Ça se lit... comme un roman

Ça se lit... comme un roman

C'est l'entrée manquante à la lettre C de l'indispensable Dictionnaire des idées reçues de Gustave Flaubert. À placer entre « Coffres-forts » et « Commerce ». Les éditeurs gagneraient d'ailleurs à actualiser en 2018 l'édition originale posthume de 1913 à la lumière de l'évolution des moeurs dans les lettres ; l'auteur les y invitait, puisqu'il laissa inachevé son « Catalogue des opinions chic », ainsi qu'il l'intitulait également. Suggérons donc : « Comme un roman. - Expression courante reflétant bien la vanité de l'époque, se dit de n'importe quel livre dans la folle illusion de le faire vendre, généralement précédé de "Ça se lit". Voir également à V comme "Vu à la télé". »

Sévère, le fantôme de Flaubert ? Réaliste. La formule est aussi inepte que répandue, à peu près autant que l'adjectif « surréaliste », dont les médias usent ad nauseam par extension au mépris de ce que fut le surréalisme et de ce qu'il représente encore, alors qu'« irréel » convient parfaitement. De tous les lieux communs dont on nous assomme s'agissant des nouveautés, « ça se lit comme un roman » est l'un des plus consternants car il insinue, suggère, suppose à défaut de pouvoir imposer l'idée que, par définition, tout roman se lit bien, agréablement, dans la fluidité de son écriture et qu'il entraîne naturellement le lecteur dans le cours tranquille de son fleuve. Or ils le savent bien, tous ceux qui, avant chaque rentrée littéraire, sont chargés de passer la production au tamis et qui montent au front dès le début de l'été, qu'ils soient critiques, journalistes, libraires ou bibliothécaires : sur les 581 romans autoproclamés, dont bon nombre attendent leurs lecteurs depuis le 20 août, combien se lisent « comme des romans », avec les vertus abusivement prêtées au genre ? La fiction passe pour être une fille d'un abord facile, vraiment pas farouche.

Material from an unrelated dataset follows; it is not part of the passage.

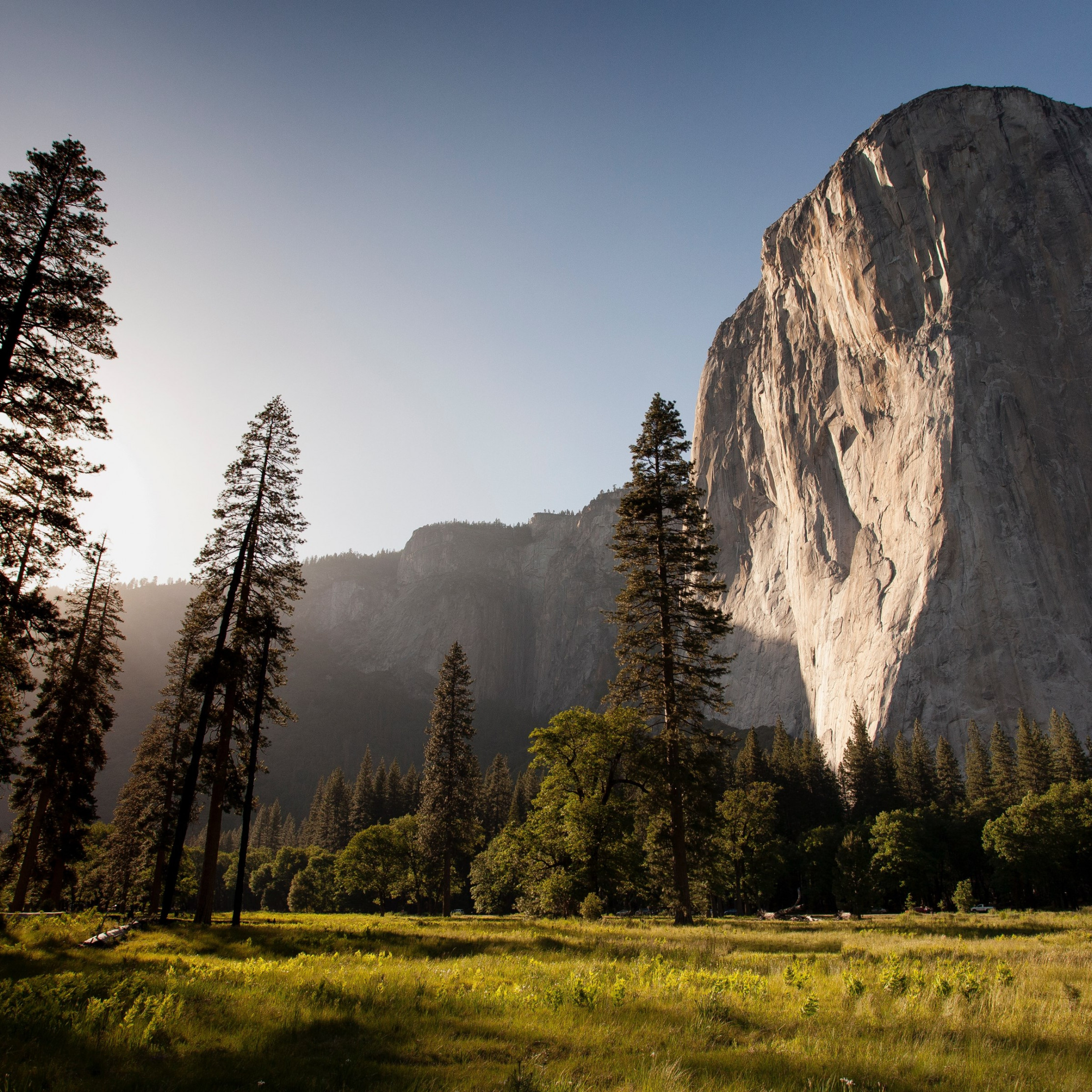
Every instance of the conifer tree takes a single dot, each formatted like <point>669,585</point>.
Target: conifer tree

On ne le dirait pas lorsque nous tombent dessus des plaquettes de cent cinquante pages aussi pesantes qu'une brique de mille pages bien tassées sans faux col, les deux étant bien représentées ces jours-ci, composées en se regardant écrire et en s'écoutant penser, n'hésitant pas à user de tous les tics et trucs d'écriture, et des poncifs si souvent éprouvés mais dans la conviction d'avoir trouvé quelque chose de neuf, voire d'avoir inventé une voie nouvelle, pour raconter encore et encore la même histoire. Faut-il avoir une conscience professionnelle sans défaut, être doté d'une bienveillance touchante ou doté d'une curiosité d'acier pour se donner la peine de lire des livres que leurs auteurs ne se sont pas donné la peine d'écrire.

Méfiez-vous des définitions

Et ce n'est pas tout, car à peine s'en sera-t-on remis que paraîtront les documents, essais historiques, biographies, dont on nous confiera de chacun qu'il a été écrit « comme un roman », certains n'hésitant pas à inscrire dans le titre d'un récit de vie « Le roman de... », label qui ferait plutôt fuir. En un temps où les frontières sont brouillées, où la littérature est transgenre, nul n'a envie de jouer les douaniers, et c'est tant mieux. On ne se félicitera jamais assez de ce que les écrivains s'affranchissent des règles et des conventions. Mais, de grâce, qu'on nous épargne cette mythologie à la petite semaine qui ferait implicitement de l'écriture romanesque le nec plus ultra de la littérature. Sinon, les nouveaux scoliastes finiront par nous asséner ici ou là, avec une certaine assurance, que tel ou tel de ces livres de Borgès, Cioran, Valéry, Claudel se lisent « comme un roman ». On toucherait alors le fond s'agissant de ces grands auteurs qui n'en ont justement jamais écrit.

Le roman est par excellence le lieu de la liberté de l'esprit. Il peut tout se permettre, Cervantès a montré la voie. Méfiez-vous des définitions, fussent-elles énoncées par les esprits les plus brillants, dans la presse comme à l'université, car le définir, c'est l'enfermer. Dès lors, sa part de défi, de fantaisie, de folie créatrice en serait immanquablement réduite et nous en serions tellement plus pauvres. Ne laissez jamais quiconque fixer les règles car elles excluent et suscitent ces tyranneaux de l'esprit qui décrètent qui est écrivain et qui ne l'est pas.